The origin of STM contrast differences for inequivalent S atoms on a Mo(100) surface

The theoretical electron scattering quantum chemistry (ESQC) method is used to explain the origin of contrast in scanning tunneling microscopy (STM) images of the S-c(2 x 4) structure on Mo(100). We show that the calculated images are very sensitive to the presence of surface reconstructions, and the theory can predict their effect on the STM images. The unit cell of the S-c(2 x 4) structure contains three S atoms in four-fold coordination sites. However, the STM images of this surface show only one maximum per unit cell at the position of one of the S atoms, while over the other two atoms the tunneling probability is a minimum. This result is surprising in view of the small 0.22 Angstrom height difference between these S atoms found in a recent LEED study.
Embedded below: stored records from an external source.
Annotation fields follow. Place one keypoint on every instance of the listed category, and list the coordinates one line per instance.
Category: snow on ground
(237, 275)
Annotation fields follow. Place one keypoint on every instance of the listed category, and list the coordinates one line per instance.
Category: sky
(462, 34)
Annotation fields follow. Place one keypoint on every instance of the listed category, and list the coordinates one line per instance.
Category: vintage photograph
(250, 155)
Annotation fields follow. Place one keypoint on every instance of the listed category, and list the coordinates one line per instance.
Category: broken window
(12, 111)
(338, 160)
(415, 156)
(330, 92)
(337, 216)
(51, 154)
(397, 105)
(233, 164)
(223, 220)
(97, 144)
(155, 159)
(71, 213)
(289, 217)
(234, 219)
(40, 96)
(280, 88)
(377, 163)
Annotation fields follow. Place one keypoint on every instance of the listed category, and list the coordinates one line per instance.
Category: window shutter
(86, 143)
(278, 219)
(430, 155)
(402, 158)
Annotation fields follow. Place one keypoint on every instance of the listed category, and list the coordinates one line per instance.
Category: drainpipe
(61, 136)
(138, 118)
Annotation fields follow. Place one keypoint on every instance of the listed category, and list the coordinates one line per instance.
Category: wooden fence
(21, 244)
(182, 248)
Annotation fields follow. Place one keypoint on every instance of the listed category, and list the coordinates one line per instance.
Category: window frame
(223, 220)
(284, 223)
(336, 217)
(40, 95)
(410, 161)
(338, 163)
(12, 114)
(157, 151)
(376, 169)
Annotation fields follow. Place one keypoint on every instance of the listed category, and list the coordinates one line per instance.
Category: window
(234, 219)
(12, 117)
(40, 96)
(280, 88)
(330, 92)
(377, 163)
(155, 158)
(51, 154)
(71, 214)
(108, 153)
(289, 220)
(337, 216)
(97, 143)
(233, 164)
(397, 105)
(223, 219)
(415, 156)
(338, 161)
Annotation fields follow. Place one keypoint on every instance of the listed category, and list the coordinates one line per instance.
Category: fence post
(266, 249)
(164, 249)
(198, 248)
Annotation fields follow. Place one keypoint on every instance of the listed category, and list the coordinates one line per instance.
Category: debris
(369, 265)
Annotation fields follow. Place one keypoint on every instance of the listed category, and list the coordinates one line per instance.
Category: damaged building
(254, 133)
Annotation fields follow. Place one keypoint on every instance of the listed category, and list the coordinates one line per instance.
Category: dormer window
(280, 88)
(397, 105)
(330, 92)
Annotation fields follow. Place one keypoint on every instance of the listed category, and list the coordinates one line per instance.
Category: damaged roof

Our theoretical analysis revealed that: (i) the experimental STM images can be reproduced using the atomic coordinates of the reconstructed Mo surface determined by LEED, but they cannot when the bulk termination coordinates are used instead; (ii) the reduction of tunneling probability over two of the S atoms is due to destructive interference between channels involving orbitals at sulfur atoms in adjacent sites, and (iii) these channels involve states that include a bonding combination of d Mo orbitals and S 3p(z) orbitals. The anti-phase arrangement of the 3p(z) orbitals in adjacent S atoms explains the destructive interference effect and is related to their repulsive interaction.